Ed Soares and Dave Meltzer on Chael Sonnen's "Quick Tap" Against Anderson Silva at UFC 117

Photo by Tracy Lee via Cage Writer

Some of my beloved readers have deigned to question His Nateness and my remarks about Chael Sonnen allegedly "quick tapping" against Anderson Silva at UFC 117. Just for the record, I'm not the only one. Here's Dave Meltzer, the dean of MMA writers:

Silva got a triangle with 2:00 left. Sonnen couldn't escape, and tapped out at 3:10 of the fifth round. Sonnen halfway tapped, and then tried to keep going. Silva got mad and didn't want to release the hold but they finally broke them up. This isn't the first, or second time this has happened with that team.

Meltzer is likely referring to Matt Lindland's infamous quick tap against Murilo Bustamante at UFC 37 and Sonnen's non tap against Paulo Filho at WEC 31. In the former instance, Lindland tapped which caused Bustamante to release the hold, then Big John McCarthy restarted the fight on the feet. In the latter instance, Sonnen verbally submitted against Filho and then strongly objected when the fight was stopped. 

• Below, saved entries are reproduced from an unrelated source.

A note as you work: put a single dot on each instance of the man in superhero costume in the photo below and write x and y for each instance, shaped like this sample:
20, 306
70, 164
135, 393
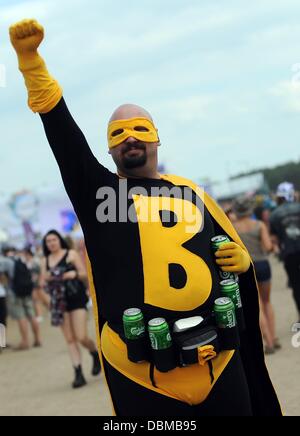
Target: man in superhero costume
155, 265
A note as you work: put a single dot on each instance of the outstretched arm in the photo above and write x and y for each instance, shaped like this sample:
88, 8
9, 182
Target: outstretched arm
80, 170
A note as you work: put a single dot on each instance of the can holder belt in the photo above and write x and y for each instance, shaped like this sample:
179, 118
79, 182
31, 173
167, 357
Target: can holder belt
187, 347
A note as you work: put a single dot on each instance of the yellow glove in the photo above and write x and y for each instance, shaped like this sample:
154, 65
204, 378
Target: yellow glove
43, 91
232, 258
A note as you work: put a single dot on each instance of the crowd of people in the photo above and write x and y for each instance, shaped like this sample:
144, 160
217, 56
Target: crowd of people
48, 278
52, 277
154, 272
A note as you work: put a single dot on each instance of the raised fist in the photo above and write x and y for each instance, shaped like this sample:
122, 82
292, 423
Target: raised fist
26, 36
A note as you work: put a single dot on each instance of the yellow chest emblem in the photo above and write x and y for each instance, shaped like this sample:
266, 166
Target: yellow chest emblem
162, 246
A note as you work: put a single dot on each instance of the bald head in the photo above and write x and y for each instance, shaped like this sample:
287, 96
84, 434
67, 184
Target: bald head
127, 111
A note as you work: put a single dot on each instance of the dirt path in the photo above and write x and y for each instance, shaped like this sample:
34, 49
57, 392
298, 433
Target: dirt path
37, 382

Ed Soares, Anderson Silva, Ariel Helwani and Kid Nate all comment after the break:

Here's Anderson Silva's manager Ed Soares talking about it after the fight to MMAFighting.com:

"What happened was, number one, I was upset that Chael was...trying to deny at first that he tapped. I went through that scenario once before with Chael myself, with Paulo Filho. Chael has been known to do that once in a while. I don't think Chael is a dirty fighter. I don't think any of that.

"But when I walked in the ring, I can remember looking over towards Chael's corner and I saw his boxing trainer kind of look at me and put the thumbs down towards Anderson. And you know what? I lost my cool. I can tell you that if I could take it back, I would, but my emotions got the best of me at that moment and definitely some words were said."

Soares went on to say that he didn't have any ill feeling toward Sonnen, but simply got caught up in an emotional moment after his fighter's dramatic comeback victory.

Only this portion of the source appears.